Hinduism is the dominant religion in India, so members of other religions, specifically Christians and Muslims, are often at a disadvantage. Most of India’s Christians and Muslims are part of the lowest caste. This caste, to which 70 percent of Christians belong, is known as the Dalit caste.
Dalits face discrimination and sometimes even violence.
Today, August 10, marks a particularly sad day for Dalits, according to Christian Today. On this day 67 years ago, a presidential order was signed by India’s first president, Rajendra Prasad, that stated, “no person who professes a religion different from the Hindu religion shall be deemed to be a member of a Scheduled Caste.”
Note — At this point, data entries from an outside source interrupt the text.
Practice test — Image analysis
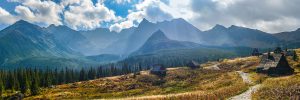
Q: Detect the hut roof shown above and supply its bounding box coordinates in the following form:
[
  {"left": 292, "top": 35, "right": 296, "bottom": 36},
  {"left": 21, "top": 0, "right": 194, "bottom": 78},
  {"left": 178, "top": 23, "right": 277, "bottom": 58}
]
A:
[
  {"left": 274, "top": 47, "right": 283, "bottom": 54},
  {"left": 151, "top": 64, "right": 166, "bottom": 71},
  {"left": 188, "top": 61, "right": 199, "bottom": 66},
  {"left": 258, "top": 54, "right": 283, "bottom": 70}
]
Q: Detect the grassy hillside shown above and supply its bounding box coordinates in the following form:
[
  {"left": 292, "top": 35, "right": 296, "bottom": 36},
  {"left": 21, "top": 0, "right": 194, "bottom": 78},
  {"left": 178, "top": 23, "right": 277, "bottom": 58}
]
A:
[
  {"left": 25, "top": 57, "right": 259, "bottom": 99},
  {"left": 251, "top": 49, "right": 300, "bottom": 99}
]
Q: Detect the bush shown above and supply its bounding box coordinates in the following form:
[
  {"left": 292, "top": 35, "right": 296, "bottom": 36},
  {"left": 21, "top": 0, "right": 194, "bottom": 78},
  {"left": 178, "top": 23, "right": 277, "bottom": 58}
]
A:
[{"left": 136, "top": 75, "right": 165, "bottom": 86}]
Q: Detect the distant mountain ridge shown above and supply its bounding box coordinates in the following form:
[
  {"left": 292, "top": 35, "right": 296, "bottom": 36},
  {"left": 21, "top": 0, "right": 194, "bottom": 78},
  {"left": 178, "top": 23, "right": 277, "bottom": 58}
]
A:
[
  {"left": 202, "top": 25, "right": 280, "bottom": 48},
  {"left": 0, "top": 20, "right": 78, "bottom": 67},
  {"left": 46, "top": 24, "right": 94, "bottom": 55},
  {"left": 122, "top": 18, "right": 204, "bottom": 55},
  {"left": 131, "top": 30, "right": 202, "bottom": 56},
  {"left": 273, "top": 28, "right": 300, "bottom": 48},
  {"left": 0, "top": 19, "right": 300, "bottom": 68}
]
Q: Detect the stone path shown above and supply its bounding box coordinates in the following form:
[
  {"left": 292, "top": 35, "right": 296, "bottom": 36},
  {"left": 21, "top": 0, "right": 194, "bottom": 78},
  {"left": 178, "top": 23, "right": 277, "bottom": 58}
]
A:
[{"left": 229, "top": 71, "right": 261, "bottom": 100}]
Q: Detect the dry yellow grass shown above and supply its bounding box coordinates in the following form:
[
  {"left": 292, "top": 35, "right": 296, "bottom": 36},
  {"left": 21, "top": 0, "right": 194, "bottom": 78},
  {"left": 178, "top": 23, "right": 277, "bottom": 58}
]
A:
[
  {"left": 252, "top": 75, "right": 300, "bottom": 100},
  {"left": 25, "top": 70, "right": 246, "bottom": 99},
  {"left": 24, "top": 56, "right": 260, "bottom": 100},
  {"left": 252, "top": 49, "right": 300, "bottom": 100}
]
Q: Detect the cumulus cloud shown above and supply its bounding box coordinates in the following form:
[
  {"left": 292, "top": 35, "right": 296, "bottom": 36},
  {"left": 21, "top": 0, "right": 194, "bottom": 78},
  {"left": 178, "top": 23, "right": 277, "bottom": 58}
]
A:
[
  {"left": 109, "top": 0, "right": 175, "bottom": 32},
  {"left": 7, "top": 0, "right": 121, "bottom": 30},
  {"left": 15, "top": 5, "right": 36, "bottom": 20},
  {"left": 114, "top": 0, "right": 132, "bottom": 4},
  {"left": 63, "top": 0, "right": 120, "bottom": 30},
  {"left": 2, "top": 0, "right": 300, "bottom": 33},
  {"left": 109, "top": 0, "right": 196, "bottom": 32},
  {"left": 111, "top": 0, "right": 300, "bottom": 33},
  {"left": 0, "top": 7, "right": 18, "bottom": 24},
  {"left": 109, "top": 20, "right": 133, "bottom": 32},
  {"left": 189, "top": 0, "right": 300, "bottom": 33},
  {"left": 9, "top": 0, "right": 64, "bottom": 26}
]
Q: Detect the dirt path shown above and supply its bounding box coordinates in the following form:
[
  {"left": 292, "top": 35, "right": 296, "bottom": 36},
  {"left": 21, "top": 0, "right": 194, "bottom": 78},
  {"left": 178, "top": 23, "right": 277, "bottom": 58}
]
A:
[
  {"left": 236, "top": 71, "right": 253, "bottom": 84},
  {"left": 106, "top": 70, "right": 260, "bottom": 100},
  {"left": 228, "top": 71, "right": 261, "bottom": 100},
  {"left": 116, "top": 91, "right": 205, "bottom": 100}
]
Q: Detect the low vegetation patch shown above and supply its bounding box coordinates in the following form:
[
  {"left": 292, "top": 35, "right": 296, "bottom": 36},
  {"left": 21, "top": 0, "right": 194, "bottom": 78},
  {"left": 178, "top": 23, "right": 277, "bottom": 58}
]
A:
[
  {"left": 25, "top": 70, "right": 246, "bottom": 99},
  {"left": 252, "top": 49, "right": 300, "bottom": 100},
  {"left": 23, "top": 56, "right": 260, "bottom": 99}
]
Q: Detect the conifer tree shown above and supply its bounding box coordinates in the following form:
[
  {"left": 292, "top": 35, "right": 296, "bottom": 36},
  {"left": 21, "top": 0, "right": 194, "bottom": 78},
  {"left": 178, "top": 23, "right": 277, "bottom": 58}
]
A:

Dalit Christians and Muslims have come to view this day as a “Black Day” because of this presidential order.
Activists have also marked this day as an opportunity to raise awareness and bring about social change. Rallies, meetings, and vigils have been held, and the Catholic Bishops’ Conference of India has called on campaigners to wear black badges to raise awareness of the Dalits’ plight.
The most Rev. Dr. A. Neethinathan, Bishop of Chingleput, wrote that August 10, the “Black Day” is “an opportunity for Christians to commit themselves to root out casteism and discrimination from within the Church. All of us acknowledge and even assert that caste discrimination and untouchability are against the fundamental tenets of Christianity.”